Researchers have developed an innovative approach to integrating genomic data with research on animal models, and used it to identify a potential new target for treating psoriasis. Psoriasis is an inflammatory skin condition which affects more than a million people in the U.S.

Ten percent of patients with psoriasis use biologics – mainly TNF-blockers such as Enbrel (etanercept, Amgen Inc.), Humira (adalimumab, Abbvie Inc.), Remicade (infliximab, Johnson & Johnson) and Simponi (golimumab, Janssen Biotech Inc.). Experimental drugs also target cytokines such as IL-17 and IL-23.

The target, the kinase PIM1, is induced by the inflammatory cytokine interleukin-22 (IL-22). While previous research had implicated IL-22 in inflammatory skin diseases, PIM-1 “had never been associated before with psoriasis,” Frank Nestle told BioWorld Today.

Nestle is at King’s College London and the senior author of the paper describing the findings, which appeared in the Feb. 12, 2014, issue of Science Translational Medicine.

Nestle and his team were able to identify PIM-1 as a target by integrating many different types of data. Genomics, with the vast amounts of data it generates as both sequencing and computing become ever cheaper, has given researchers a new type of challenge.

“We have all this genomic data,” Nestle said. “We have to tackle this complexity and integrate it into testable hypotheses. What we tried to do in this paper is to move back and forth” between genomic data and those animal models.

In the work now published in Science Translational Medicine, gene expression data in patients provided “a psoriasis galaxy” in the form of a comprehensive view of the differences in gene expression between normal and psoriatic skin.

A xenotransplantation model of psoriasis that grafts human skin onto immunosuppressed mice that Nestle and his colleagues had developed earlier, in turn, allowed them to zero in on the molecular details of that galaxy.

In their studies, Nestle and his colleagues investigated the role of the IL-22 because previous work had hinted it might play a role in inflammatory skin conditions and its expression was increased in psoriatic skin samples. They looked at the effects of injecting IL-22 on normal skin in their mouse model, and found that those skin patches became psoriasis-like, with the epidermal layer of the skin thickening in much the same way it does in psoriasis.

Conversely, treating psoriasis animals with an anti-IL-22 antibody reduced inflammation. The effects of blocking IL-22 were comparable to those of blocking TNF, the gold standard in psoriasis and target of choice in current psoriasis biologics.

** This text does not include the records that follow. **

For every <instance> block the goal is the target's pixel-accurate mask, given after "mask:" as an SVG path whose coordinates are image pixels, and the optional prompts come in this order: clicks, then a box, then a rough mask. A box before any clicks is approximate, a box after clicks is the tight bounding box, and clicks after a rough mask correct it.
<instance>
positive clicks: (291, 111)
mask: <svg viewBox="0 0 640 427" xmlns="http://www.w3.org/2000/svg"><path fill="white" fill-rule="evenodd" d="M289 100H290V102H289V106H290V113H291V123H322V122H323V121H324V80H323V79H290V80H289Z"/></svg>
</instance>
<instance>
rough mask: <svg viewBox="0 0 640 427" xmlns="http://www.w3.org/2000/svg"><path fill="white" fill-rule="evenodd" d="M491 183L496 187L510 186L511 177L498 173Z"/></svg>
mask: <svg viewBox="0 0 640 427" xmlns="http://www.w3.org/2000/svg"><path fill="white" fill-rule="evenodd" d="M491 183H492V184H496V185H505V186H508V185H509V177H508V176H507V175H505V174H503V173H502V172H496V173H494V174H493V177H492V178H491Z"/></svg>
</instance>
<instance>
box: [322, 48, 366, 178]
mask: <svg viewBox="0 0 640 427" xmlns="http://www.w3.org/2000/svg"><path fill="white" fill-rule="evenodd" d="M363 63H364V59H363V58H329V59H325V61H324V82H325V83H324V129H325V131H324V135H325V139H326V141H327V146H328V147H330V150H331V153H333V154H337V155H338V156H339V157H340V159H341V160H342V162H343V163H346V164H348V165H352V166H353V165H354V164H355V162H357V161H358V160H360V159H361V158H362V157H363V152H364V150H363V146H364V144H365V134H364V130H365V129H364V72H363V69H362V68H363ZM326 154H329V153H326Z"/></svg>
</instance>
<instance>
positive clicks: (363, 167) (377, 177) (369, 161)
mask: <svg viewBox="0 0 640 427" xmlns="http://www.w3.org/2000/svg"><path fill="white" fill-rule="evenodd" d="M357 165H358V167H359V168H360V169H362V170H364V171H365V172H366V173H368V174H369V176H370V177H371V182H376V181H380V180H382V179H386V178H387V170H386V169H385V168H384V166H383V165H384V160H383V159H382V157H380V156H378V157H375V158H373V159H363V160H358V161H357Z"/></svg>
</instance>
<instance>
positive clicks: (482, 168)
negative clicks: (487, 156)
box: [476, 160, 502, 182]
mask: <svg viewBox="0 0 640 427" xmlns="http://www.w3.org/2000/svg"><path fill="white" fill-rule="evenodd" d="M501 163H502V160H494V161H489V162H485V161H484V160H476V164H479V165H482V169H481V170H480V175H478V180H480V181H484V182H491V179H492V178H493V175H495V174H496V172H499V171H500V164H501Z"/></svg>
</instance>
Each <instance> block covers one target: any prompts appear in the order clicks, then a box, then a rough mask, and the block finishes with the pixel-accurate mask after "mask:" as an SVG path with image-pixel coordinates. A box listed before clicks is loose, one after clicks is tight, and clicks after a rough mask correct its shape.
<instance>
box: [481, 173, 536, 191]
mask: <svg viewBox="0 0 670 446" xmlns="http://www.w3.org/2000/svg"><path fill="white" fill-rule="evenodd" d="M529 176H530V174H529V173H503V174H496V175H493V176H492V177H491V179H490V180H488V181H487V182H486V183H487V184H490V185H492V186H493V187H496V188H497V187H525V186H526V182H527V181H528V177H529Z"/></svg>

The team then compared the gene expression changes that occurred in IL-22 treated normal skin with gene expression data from psoriatic skin, psoriatic skin that was treated with an IL-22 antibody, and skin cells treated with IL-22 in cell culture, and identify “hub genes” that were critical for IL-22’s effects in psoriasis.

That analysis pointed to the kinase PIM-1 as such a hub gene, and so the team went on to test the role of this kinase directly. They found that knockout mice lacking the kinase were partially protected from developing psoriasis in response to the immune activator imiquimod, which could induce psoriasis when applied to the skin of normal animals. They also treated psoriatic animals with a small-molecule PIM-1 inhibitor, and found that it could block the effects of imiquimod.

PIM-1 kinase, which phosphorylates the amino acids serine and threonine, is best known to the biopharma community as an oncogenic kinase, and blockers are in early stage development. Astra-Zeneca plc’s AZD-1208 and CXR Biosciences Ltd.’s CXR-1002 are in phase I, and a number of companies have preclinical programs.

IL-22 antagonists have been tested in dermatological disease, but several such programs have been discontinued.

In their paper, Nestle and his team expressed their hope that “our data might contribute to a clinical reevaluation of efforts blocking the IL-22 pathway in inflammatory skin disease.”